Patrick and Ellen Lyons' eldest son, John, left Marong in 1886 when he was in his mid 20s to try his luck on the Western Australian goldfields.
The first important gold finds in Western Australia were in the Kimberley area of the north-west where gold was discovered in 1883. John travelled to the west in company with two other residents of the Bendigo Region but he remained there after the others returned. A letter from John to his brother, William, dated "Kimberley, WA, 3/1/87", talks of the hardships on the goldfields and this is referred to again in an article in the Bendigo Advertiser (22 February 1887) which suggests that the venture was only marginally successful ... "The party had a rough time of it, and the whole result of the expenditure of some hundreds of pounds was the obtaining of 11 ozs of gold".
Despite this, John continued prospecting for a few years and a Miner's Right for the Pilbara Goldfield (further to the south) was issued to him on 21 May 1894.
In 1896, however, John apparently had had enough of prospecting and he undertook a cattle drive from the DeGrey River in the north-west to Dongara on the east coast, a journey of about 1400 kilometres that took some 5 months.

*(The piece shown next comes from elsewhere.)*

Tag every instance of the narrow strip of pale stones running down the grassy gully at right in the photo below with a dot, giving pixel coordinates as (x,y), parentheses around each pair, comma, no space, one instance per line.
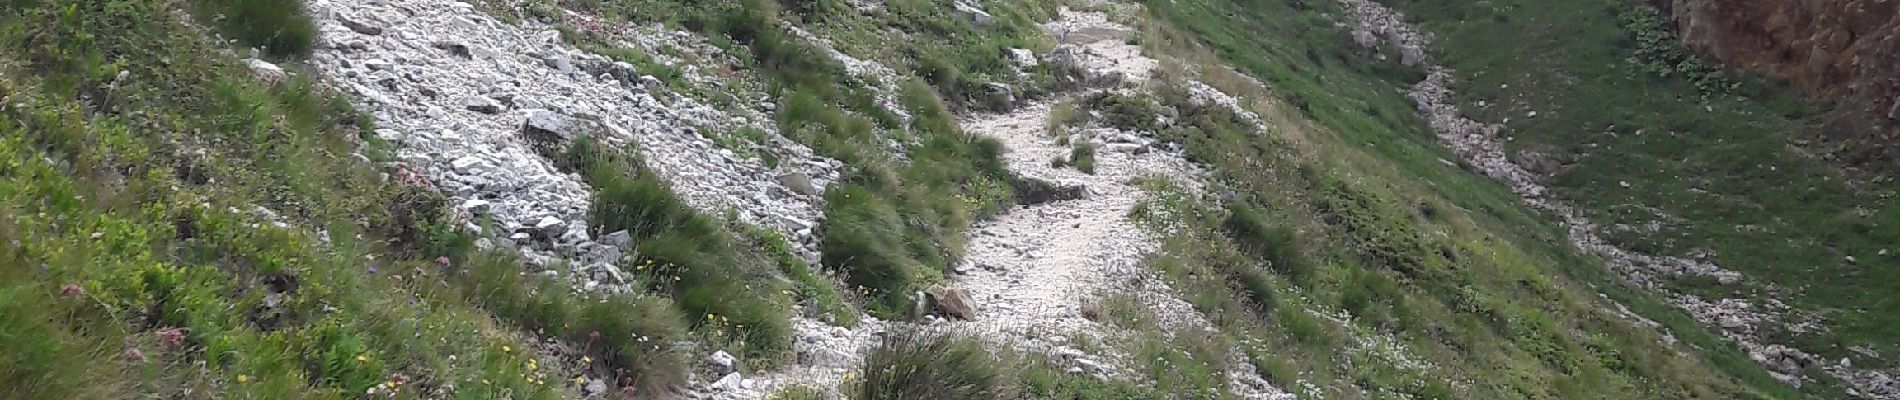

John's grandson Adrian Lyons has transcribed a journal that John kept during the cattle drive - the full transcript is included as an appendix to 'Ellendale and Beyond'. As Adrian comments; "Things have changed very little along his route to this day and having passed through much of it myself, I can appreciate some of the hardships that they must have endured in their daily activities. It's a pity that he wasn't more descriptive in his notes."
Subsequently, John settled in the Donnybrook area in Western Australia's south west and purchased the farming property 'Queenwood', 10km north-east of Donnybrook in 1899.